Question

Question #60947

Vectors intersection question:
A line can either lie on a plane, lie parallel to it or intersect it.
Determine, if there is one, the point of intersection between the line given by the equation:
x-5/2= y-1/-1 = z-15/4 and the plane given by the equation:
[x,y,z]= [-2,-7,5]+ s[2,6,3]+ t[1,4,-1]

b)Determine the angle between the line and the plane.
c)Give the equation of a plane and three lines, one of which is parallel to the plane, one of which lies on the plane, and one of which intersects the plane.

Expert's answer

Answer on Question #60947 – Math – Analytic Geometry

Question

A line can either lie on a plane, lie parallel to it or intersect it.

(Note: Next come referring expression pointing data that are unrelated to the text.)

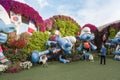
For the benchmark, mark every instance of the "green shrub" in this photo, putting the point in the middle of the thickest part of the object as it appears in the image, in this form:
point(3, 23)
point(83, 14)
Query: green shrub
point(37, 42)
point(67, 28)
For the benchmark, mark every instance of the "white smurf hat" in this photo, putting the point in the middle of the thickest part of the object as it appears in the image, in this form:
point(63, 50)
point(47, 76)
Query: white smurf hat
point(85, 30)
point(118, 34)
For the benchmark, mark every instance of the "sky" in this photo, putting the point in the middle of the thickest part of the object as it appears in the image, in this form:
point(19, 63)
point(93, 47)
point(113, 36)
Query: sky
point(96, 12)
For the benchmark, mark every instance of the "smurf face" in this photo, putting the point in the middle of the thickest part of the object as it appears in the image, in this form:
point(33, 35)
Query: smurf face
point(86, 35)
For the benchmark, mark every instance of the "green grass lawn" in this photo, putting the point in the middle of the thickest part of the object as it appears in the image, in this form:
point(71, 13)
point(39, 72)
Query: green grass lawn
point(80, 70)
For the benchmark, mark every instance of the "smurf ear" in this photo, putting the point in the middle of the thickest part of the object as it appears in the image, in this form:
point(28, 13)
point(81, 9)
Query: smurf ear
point(57, 38)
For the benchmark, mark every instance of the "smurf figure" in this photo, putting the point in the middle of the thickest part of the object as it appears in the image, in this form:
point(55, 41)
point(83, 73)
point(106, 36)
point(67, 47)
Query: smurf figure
point(116, 42)
point(63, 45)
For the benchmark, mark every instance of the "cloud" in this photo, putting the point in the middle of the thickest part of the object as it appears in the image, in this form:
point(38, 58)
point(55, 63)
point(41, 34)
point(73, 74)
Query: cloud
point(99, 13)
point(43, 3)
point(22, 1)
point(96, 12)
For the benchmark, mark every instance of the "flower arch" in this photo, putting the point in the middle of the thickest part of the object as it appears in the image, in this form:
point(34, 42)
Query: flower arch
point(27, 12)
point(67, 26)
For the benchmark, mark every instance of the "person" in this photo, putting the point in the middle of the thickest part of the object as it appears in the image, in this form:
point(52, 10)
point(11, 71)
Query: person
point(103, 55)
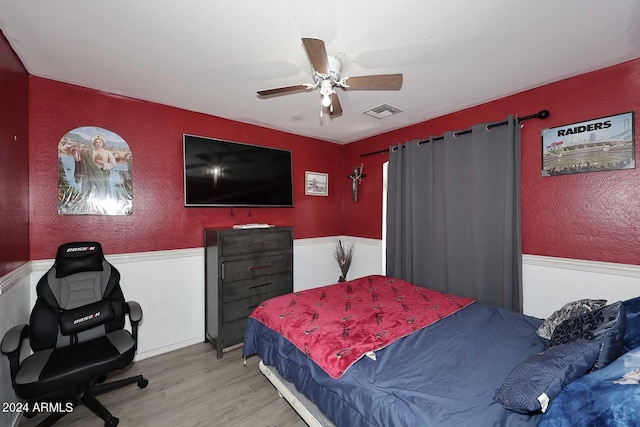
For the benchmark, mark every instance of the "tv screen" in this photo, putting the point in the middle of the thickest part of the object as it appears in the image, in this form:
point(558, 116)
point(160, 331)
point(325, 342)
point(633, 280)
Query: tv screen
point(226, 173)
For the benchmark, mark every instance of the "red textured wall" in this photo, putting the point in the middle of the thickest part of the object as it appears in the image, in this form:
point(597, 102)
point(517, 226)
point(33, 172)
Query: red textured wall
point(14, 161)
point(154, 133)
point(591, 216)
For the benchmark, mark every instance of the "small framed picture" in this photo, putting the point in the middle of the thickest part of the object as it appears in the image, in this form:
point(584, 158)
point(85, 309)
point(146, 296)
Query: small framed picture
point(316, 184)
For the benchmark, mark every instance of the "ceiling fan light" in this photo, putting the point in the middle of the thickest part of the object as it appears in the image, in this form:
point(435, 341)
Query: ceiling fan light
point(326, 100)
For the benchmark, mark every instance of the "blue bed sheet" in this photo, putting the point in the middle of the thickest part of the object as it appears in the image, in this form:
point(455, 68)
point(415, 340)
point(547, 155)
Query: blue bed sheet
point(443, 375)
point(600, 398)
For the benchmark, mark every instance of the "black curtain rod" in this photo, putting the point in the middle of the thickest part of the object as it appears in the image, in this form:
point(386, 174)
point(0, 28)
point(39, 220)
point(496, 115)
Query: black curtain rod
point(543, 114)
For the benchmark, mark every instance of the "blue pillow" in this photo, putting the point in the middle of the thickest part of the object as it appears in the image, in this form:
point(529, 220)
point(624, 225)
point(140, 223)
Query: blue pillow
point(632, 335)
point(532, 384)
point(596, 400)
point(607, 324)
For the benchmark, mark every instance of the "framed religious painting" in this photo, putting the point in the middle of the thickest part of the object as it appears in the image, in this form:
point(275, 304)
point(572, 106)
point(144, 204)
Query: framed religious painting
point(94, 173)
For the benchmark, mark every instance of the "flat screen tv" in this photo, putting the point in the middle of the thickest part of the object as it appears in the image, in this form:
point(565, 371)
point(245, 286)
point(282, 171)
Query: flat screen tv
point(226, 174)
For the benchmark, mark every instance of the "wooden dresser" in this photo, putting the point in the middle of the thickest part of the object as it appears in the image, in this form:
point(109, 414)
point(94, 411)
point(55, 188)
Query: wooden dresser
point(243, 267)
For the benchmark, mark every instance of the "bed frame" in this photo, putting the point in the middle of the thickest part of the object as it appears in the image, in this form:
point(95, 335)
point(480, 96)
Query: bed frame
point(307, 410)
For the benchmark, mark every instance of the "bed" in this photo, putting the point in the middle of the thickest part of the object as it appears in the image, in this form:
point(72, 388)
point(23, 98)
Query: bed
point(447, 369)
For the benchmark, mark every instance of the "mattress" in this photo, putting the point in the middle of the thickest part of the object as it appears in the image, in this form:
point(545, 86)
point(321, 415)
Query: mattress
point(445, 374)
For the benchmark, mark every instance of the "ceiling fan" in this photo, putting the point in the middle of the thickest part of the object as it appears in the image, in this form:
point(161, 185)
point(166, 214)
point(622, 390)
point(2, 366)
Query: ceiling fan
point(326, 76)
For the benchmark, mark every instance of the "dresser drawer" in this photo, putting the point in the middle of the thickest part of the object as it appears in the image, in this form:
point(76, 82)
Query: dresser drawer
point(243, 269)
point(246, 244)
point(242, 308)
point(232, 291)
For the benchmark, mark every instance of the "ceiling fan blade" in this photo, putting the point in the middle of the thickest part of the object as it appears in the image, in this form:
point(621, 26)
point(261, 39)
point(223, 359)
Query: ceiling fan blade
point(375, 82)
point(282, 90)
point(335, 103)
point(317, 54)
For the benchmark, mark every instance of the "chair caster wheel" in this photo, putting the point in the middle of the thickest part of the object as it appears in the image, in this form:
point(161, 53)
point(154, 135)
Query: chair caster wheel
point(111, 422)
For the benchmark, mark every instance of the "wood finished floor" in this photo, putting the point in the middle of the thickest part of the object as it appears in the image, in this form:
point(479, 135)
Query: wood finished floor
point(190, 387)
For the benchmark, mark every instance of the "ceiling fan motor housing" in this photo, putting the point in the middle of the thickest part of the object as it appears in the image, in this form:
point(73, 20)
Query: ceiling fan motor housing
point(335, 66)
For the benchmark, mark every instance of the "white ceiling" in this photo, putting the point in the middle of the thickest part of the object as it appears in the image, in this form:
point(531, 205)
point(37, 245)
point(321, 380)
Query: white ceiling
point(212, 56)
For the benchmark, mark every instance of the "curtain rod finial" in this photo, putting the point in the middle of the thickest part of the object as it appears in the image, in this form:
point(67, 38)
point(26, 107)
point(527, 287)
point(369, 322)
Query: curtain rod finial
point(543, 114)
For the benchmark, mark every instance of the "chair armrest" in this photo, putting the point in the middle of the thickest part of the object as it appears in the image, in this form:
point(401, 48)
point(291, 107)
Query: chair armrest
point(13, 339)
point(135, 311)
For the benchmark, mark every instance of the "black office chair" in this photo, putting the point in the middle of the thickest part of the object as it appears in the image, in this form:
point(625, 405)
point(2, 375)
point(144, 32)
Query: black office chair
point(77, 336)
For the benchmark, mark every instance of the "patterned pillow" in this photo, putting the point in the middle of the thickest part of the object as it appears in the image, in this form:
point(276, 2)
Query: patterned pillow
point(532, 384)
point(569, 309)
point(607, 324)
point(632, 335)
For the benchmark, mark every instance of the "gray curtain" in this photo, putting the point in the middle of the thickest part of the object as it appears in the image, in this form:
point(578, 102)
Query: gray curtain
point(453, 219)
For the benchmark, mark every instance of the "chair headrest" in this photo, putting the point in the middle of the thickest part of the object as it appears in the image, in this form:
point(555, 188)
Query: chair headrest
point(76, 257)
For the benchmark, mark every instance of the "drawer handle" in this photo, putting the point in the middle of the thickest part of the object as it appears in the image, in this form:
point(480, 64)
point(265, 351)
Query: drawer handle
point(259, 286)
point(259, 267)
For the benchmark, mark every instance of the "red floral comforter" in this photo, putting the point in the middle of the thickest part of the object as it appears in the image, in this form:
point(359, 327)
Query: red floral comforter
point(338, 324)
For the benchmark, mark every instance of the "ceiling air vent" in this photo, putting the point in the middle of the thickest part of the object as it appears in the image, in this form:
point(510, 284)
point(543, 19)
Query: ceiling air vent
point(382, 111)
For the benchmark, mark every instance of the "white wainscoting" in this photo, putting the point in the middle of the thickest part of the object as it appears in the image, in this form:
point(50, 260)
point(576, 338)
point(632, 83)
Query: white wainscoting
point(14, 310)
point(169, 285)
point(549, 282)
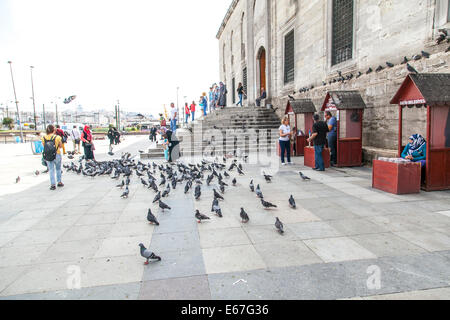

a) Determine, if there is one, the point of intersection between the line given by the equation: $\frac{x - 5}{2} = \frac{y - 1}{-1} = \frac{z - 15}{4}$ and the plane given by the equation:

[x, y, z] = [-2, -7, 5] + s[2, 6, 3] + t[1, 4, -1].

b) Determine the angle between the line and the plane.

c) Give the equation of a plane and three lines, one of which is parallel to the plane, one of which lies on the plane, and one of which intersects the plane.

Solution

a) Let us rewrite the equation of the given plane in the coordinate form. It is well known that equation $[x, y, z] = [x_0, y_0, z_0] + s[a_1, a_2, a_3] + t[b_1, b_2, b_3]$ is equivalent to the next equation:

\left| \begin{array}{cccc} x - x_0 & y - y_0 & z - z_0 \\ a_1 & a_2 & a_3 \\ b_1 & b_2 & b_3 \end{array} \right| = 0.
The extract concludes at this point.